Most patients with OA can be managed with a combination of non-surgical therapies; however, for those where a satisfactory response is not achieved, surgical management should be considered. The mainstay of surgical OA management in the veterinary field is total joint replacement. Commercial joint replacements are readily available for the hip, stifle and elbow in the dog and for the hip in the cat, while customised joint replacements have also been performed for other joints, including the canine ankle and shoulder, and the feline stifle.
Of these, total hip replacement is the most commonly performed and has the most consistently successful results with excellent function being achieved in more than 90% of cases66. Due to these results, total hip replacement is often performed at a much earlier stage than previously recommended. As long as a patient has reached skeletal maturity and experiences discomfort associated with OA on a frequent basis, they can be considered candidates for total hip replacement and many of these patients go on to lead normal lives, with some returning to agility or work (Figure 5).
Stifle – and particularly elbow – replacement surgeries, however, remain technically much more challenging with higher complication rates associated and these remain salvage procedures, only appropriate once all other management regimes have failed. It must be remembered, in a high percentage of cases, OA affects multiple joints. Therefore, even following a successful total joint replacement, ongoing management of disease in other joints may still be required although replacement of the most severely affected joint should certainly facilitate this.
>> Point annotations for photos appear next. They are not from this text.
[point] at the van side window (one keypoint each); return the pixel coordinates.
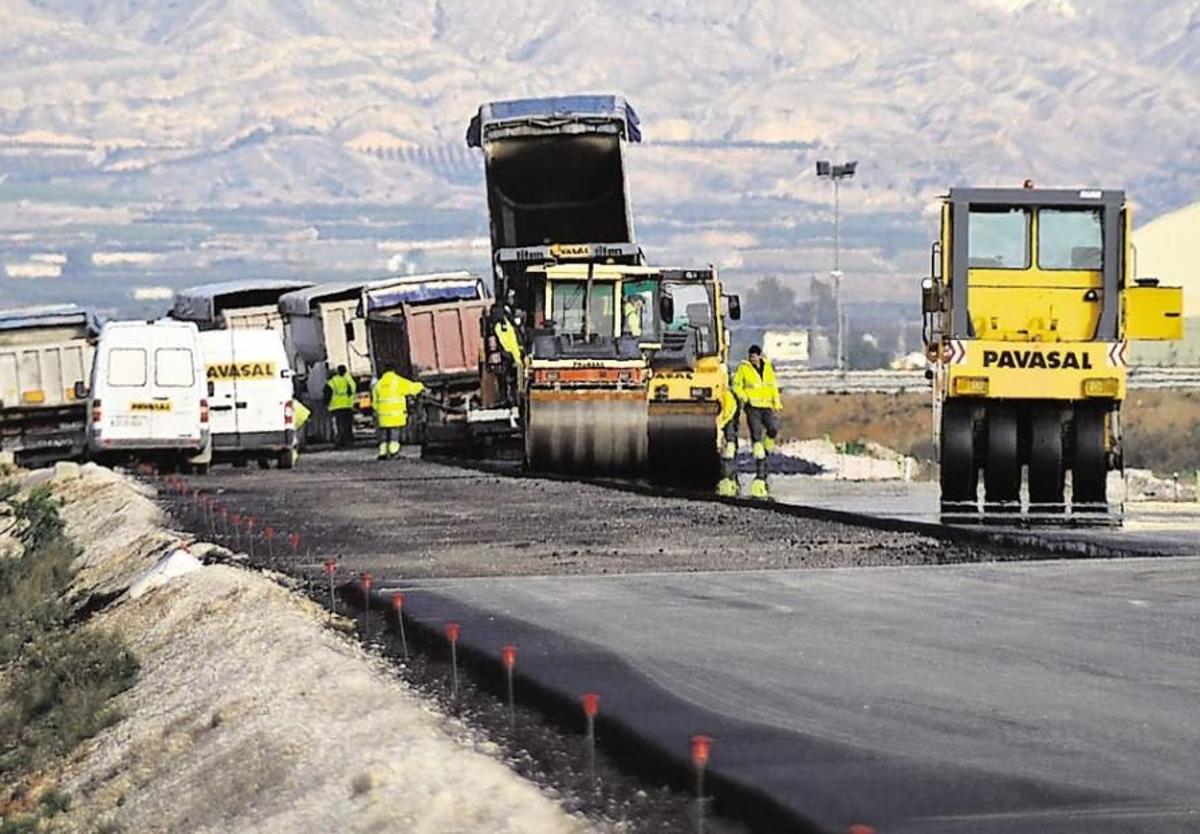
(173, 367)
(126, 367)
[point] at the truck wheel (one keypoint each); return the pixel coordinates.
(1002, 472)
(1045, 459)
(960, 472)
(1090, 472)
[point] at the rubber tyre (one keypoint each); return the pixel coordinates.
(960, 471)
(1002, 471)
(1047, 468)
(1090, 469)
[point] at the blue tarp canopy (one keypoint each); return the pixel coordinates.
(551, 115)
(51, 316)
(425, 289)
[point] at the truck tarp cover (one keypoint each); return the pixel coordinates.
(436, 291)
(555, 169)
(205, 303)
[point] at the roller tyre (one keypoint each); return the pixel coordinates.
(1002, 472)
(1090, 472)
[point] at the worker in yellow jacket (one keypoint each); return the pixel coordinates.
(340, 390)
(389, 399)
(727, 424)
(754, 384)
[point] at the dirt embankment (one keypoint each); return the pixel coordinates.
(251, 714)
(1162, 429)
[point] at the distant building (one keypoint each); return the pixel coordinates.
(1169, 250)
(786, 347)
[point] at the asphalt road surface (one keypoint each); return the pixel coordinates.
(1054, 696)
(1043, 697)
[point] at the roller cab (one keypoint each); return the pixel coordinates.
(1029, 310)
(687, 342)
(585, 377)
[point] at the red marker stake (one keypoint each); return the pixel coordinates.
(509, 654)
(397, 605)
(701, 749)
(330, 567)
(591, 709)
(367, 581)
(453, 631)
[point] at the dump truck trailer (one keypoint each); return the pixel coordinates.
(430, 329)
(46, 355)
(234, 304)
(1029, 310)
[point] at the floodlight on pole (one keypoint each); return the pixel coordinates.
(837, 173)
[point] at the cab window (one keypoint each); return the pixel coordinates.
(1071, 239)
(999, 239)
(126, 367)
(694, 312)
(569, 299)
(173, 367)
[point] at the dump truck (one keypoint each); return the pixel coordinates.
(429, 327)
(562, 232)
(234, 304)
(46, 355)
(1031, 303)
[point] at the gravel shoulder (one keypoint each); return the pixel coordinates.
(252, 714)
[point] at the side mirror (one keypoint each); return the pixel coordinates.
(666, 309)
(930, 297)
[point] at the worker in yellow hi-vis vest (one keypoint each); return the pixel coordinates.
(389, 397)
(755, 388)
(340, 390)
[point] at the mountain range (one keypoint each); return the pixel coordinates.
(157, 142)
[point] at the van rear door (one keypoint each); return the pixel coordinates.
(175, 390)
(220, 370)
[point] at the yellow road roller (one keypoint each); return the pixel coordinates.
(1031, 301)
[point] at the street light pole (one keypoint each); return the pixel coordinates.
(837, 174)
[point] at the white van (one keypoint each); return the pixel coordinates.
(149, 396)
(251, 396)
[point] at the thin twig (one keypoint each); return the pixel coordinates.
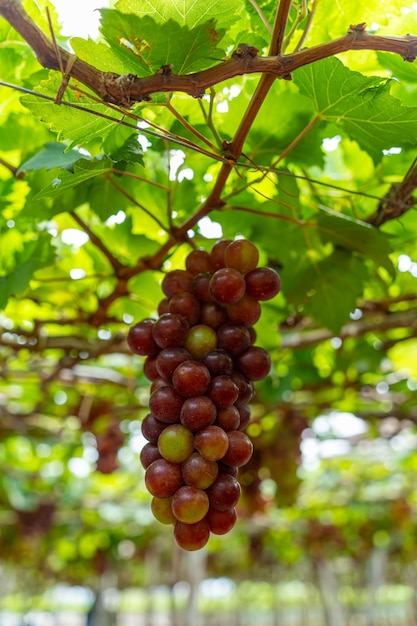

In cases where total joint replacement is not feasible, arthrodesis may be a suitable alternative. Arthrodesis relieves the pain associated with end-stage OA, but obliterates motion at the joint and is, therefore, better suited to lower motion joints, such as the carpus and tarsus. Shoulder arthrodesis is well tolerated, but can be technically challenging (Figure 6).
Arthrodesis of the stifle – and particularly the elbow – result in profound gait abnormalities and careful case selection and client communication are critical in these cases. In the author’s experience, mobility following amputation may be better than that following elbow arthrodesis, as long as amputation is not precluded by severe disease in other joints. Arthrodesis of the hip is not possible and, in cases where total hip replacement is not an option, femoral head and neck excision is the salvage surgery of choice.